Tuesday, April 5, 2016

Sanders wins Wisconsin, but what does it mean?



Her horrible track record on transparency raises serious concerns for open government under a Clinton administration — so serious we believe they may disqualify her from public office. We hope Wisconsin voters give this issue the consideration it deserves when they go to the polls on Tuesday.

So wrote the Milwaukee Journal Sentinel last week in an editorial endorsing Bernie Sanders over Hillary Clinton, yet another major newspaper (like the Seattle Times) which bucked the trend of Hillary-worship. It goes without saying that too many in the news media and voters in this country either naively disbelieve or do not care that Clinton is by the letter of the law a criminal who has escaped justice for doing far more than what her imprisoned associates were guilty of. But are Wisconsin voters so sanguine in the face of the truth? The Associated Press called the state for Sanders 45 minutes after the polls closed, but his victory was disappointingly less impressive that Donald Trump’s disastrous performance. It is just so frustrating how so many voters cannot see (or are not allowed to see by the broadcast media) the rot that lies behind Clinton’s Potemkin façade.

The Journal Sentinel also reported that exit polls appear to show that Republicans voters in the state are becoming more conservative, while Democratic voters are becoming more liberal. It is thus useful to note that the state is distinctly schizophrenic politically. German immigrants escaping the tyranny of their home country after the failed “revolutions” of 1848 (not so different from the failed “Arab Spring”) brought with them the notion of “democratic socialism”—rather than something tied to Marxist philosophy—and the strength of its adherents  could be seen in 38 years of socialist party mayors of Milwaukee between 1910 and 1960. The political and social ideology of state’s most “beloved” political figure, Robert “Fighting Bob” La Follette, who was a progressive Republican, shared much in common with socialist principles. 

But La Follette has been gone for a century, and it is ironic that La Follette’s son was defeated for reelection to the U.S. Senate by none other than Joe McCarthy, one the most infamous members of that chamber. Although in recent decades Wisconsin has generally swung Democratic in presidential elections, on a state-level Republicans have held power on a consistent basis; current governor Scott Walker has been the most regressive governors the state has seen, ever, taking direct aim at voting and labor rights, and slashing social programs and education funding. How could this happen? It is interesting to note that significantly more people voted in the state’s Republican primary than the Democratic. 

Yet for all this, despite the fact I spent nearly all of my pre-adult years in Wisconsin, I can’t say that living there shaped my political and social values (the only things of “value” that I took away from my years there is that I remained a fan of Wisconsin sports teams). It is immensely ironic to me now that maybe one reason why I had trouble making friends is that living in all-white neighborhoods and going to all-white schools is that what people saw in me was much different than what I saw in myself. It was only when I enlisted in the Army that I encountered a rather more diverse universe, and “learned” things about myself that I hadn’t realized before. 

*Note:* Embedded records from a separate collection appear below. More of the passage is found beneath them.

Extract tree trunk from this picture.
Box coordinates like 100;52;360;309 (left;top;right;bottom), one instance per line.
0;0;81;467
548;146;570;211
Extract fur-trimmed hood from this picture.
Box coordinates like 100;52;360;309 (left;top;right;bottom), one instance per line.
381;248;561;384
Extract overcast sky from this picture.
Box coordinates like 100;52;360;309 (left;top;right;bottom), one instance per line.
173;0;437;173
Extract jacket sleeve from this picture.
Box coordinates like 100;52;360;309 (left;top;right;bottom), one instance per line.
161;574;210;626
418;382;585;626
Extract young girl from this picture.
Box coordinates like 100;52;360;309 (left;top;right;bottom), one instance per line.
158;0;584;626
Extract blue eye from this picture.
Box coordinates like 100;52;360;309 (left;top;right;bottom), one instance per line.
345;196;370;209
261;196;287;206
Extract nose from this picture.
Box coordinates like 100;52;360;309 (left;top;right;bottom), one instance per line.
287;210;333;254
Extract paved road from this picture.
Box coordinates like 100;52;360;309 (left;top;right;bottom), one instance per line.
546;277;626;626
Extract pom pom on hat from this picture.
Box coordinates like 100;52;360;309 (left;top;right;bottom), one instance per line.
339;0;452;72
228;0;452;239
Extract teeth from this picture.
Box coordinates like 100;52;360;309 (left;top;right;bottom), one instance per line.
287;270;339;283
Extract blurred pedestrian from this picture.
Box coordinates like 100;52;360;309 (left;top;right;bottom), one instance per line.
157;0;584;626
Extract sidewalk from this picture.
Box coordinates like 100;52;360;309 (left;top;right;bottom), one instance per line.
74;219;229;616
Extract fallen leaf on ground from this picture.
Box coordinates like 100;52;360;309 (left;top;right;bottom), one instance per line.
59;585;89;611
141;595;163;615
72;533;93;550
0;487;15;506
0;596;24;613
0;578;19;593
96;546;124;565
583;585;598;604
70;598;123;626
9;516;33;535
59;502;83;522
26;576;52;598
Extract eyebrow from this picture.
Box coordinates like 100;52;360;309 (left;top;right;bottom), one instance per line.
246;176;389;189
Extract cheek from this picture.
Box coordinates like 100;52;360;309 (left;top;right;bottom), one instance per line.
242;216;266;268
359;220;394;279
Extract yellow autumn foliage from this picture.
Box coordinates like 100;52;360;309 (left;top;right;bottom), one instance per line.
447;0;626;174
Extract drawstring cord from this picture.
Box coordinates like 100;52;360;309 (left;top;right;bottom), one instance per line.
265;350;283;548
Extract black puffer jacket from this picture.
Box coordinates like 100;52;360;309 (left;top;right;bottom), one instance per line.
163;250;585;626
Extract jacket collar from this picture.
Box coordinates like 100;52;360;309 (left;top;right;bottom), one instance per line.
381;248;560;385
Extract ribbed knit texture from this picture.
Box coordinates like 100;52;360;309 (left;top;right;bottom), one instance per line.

Or at least allowed me to “understand” what came before better. Save for one instance when I was four years old, a gang of white kids held me on the ground and stuffed grass in my mouth, in the apparent belief that I was an “animal,” for the most part I can see now that for some I was an object of “sympathy” because of my “differences,” and for others a “curiosity” in their midst. Were there those who saw me as a more “sinister” presence? No doubt, but there is also no doubt the social and political climate has become far worse now than it was then. Maybe it would have been better if I had been more aware of the truth of my situation, because then I would have been better prepared to face the “adult” world.